Saturday, November 22, 2003

I found Louise Dickinson Rich's book We Took To The Woods at the library while looking for Living the Good Life. For some reason its cover is very familiar to me, although I'm sure I never read it before--perhaps it was one of those that I saw so often at my hometown library that I just assumed I had read it. But I'm very glad I've read it now, as it was a lovely little narrative of life in the Maine woods. It was published in 1942, but it is available through A Common Reader, and I enjoyed it more than any of my recent reads.

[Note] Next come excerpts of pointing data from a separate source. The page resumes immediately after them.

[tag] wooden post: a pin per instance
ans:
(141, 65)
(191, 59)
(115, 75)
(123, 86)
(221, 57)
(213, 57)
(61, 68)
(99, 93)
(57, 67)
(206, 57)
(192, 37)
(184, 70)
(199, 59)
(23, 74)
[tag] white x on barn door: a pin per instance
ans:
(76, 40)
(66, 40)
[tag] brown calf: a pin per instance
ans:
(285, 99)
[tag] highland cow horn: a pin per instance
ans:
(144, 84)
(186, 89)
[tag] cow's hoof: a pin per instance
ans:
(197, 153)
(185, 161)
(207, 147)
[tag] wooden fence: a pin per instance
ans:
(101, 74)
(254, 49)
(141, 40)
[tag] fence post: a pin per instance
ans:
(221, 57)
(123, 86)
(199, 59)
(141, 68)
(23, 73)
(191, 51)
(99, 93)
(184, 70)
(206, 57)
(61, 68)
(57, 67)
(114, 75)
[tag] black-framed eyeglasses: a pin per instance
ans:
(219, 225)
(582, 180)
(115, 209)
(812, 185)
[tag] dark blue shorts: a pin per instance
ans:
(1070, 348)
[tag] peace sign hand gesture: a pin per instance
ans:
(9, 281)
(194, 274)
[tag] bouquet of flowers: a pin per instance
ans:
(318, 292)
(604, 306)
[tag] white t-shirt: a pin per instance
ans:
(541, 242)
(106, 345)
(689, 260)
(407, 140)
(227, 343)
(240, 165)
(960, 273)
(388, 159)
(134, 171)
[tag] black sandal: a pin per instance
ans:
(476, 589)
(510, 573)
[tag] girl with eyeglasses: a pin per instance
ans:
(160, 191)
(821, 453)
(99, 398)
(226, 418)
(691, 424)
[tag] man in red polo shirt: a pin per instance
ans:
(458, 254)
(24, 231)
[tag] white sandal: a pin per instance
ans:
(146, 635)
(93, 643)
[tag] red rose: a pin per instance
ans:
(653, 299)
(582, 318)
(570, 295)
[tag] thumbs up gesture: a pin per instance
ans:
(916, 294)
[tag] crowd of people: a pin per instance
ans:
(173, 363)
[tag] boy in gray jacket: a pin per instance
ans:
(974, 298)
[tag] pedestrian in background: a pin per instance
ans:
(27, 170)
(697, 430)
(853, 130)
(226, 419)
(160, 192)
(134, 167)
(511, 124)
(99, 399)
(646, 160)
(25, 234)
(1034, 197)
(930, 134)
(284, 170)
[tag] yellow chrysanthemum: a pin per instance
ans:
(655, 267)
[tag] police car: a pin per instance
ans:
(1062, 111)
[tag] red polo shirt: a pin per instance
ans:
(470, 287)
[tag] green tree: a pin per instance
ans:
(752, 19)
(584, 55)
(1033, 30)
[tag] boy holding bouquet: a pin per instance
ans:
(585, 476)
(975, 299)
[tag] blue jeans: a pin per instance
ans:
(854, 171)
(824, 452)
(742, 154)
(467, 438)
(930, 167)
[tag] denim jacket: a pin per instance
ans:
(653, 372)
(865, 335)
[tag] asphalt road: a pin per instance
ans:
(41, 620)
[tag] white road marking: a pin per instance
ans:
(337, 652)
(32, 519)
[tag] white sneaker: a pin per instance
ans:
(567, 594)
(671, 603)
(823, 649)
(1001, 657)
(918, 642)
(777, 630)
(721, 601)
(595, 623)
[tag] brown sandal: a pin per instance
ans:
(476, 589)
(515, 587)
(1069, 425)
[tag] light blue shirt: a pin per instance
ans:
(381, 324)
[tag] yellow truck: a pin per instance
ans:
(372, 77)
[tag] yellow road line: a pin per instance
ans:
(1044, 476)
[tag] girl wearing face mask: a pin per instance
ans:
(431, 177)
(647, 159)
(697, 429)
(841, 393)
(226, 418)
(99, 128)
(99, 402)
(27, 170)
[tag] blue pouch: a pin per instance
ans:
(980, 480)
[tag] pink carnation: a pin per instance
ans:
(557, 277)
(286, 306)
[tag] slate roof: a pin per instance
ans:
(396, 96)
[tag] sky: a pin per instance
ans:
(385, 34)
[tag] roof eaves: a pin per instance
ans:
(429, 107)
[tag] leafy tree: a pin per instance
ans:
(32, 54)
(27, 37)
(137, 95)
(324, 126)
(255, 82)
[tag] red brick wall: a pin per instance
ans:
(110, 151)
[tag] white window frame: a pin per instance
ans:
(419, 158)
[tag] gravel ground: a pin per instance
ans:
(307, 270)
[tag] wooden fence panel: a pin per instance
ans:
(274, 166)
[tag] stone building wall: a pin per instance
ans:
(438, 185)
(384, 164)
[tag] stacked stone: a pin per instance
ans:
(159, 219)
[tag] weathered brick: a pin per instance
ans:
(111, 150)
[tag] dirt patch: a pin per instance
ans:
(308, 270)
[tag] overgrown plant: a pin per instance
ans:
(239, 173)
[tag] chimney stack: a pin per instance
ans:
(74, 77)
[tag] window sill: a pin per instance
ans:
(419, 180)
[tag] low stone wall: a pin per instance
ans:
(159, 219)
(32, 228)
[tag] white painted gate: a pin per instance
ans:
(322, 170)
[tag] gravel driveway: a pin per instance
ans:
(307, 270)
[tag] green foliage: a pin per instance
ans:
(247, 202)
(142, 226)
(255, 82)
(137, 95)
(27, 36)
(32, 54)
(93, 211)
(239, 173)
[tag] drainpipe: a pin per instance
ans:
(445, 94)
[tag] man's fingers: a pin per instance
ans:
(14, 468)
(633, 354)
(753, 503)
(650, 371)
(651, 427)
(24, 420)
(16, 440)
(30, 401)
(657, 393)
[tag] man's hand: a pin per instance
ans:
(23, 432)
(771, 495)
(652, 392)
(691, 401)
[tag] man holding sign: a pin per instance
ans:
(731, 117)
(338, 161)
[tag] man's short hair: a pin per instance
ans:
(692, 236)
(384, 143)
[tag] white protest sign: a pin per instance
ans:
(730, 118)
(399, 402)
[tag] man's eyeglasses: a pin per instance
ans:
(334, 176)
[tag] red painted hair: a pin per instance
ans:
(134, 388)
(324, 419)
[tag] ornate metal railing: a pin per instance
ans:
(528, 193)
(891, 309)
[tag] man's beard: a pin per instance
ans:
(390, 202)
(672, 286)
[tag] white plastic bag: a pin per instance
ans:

It's hard to imagine anyone nowadays living such a secluded life (at one point in the book, Mrs Rich describes her first trip to "the Outside" in over four years!), but it sounds fabulous. The family was not entirely cut off from civilization, although during the in-between seasons of spring and fall, when the ice over the lake between their home and the nearest market was too thin to drive over and too thick to run a boat through, sometimes got very long and boring. But in other seasons there were lumberjacks, hunters, and hikers and campers, as well as a few neighbors, all of whom were perfectly likely to drop in for dinner at a moment's notice.

Each chapter of the book is titled with a question commonly asked of the Riches about their life--How Do You Earn A Living? Don't You Get Bored? etc--and Mrs Rich answers them fully, warmly, and humorously to create a truly enjoyable read.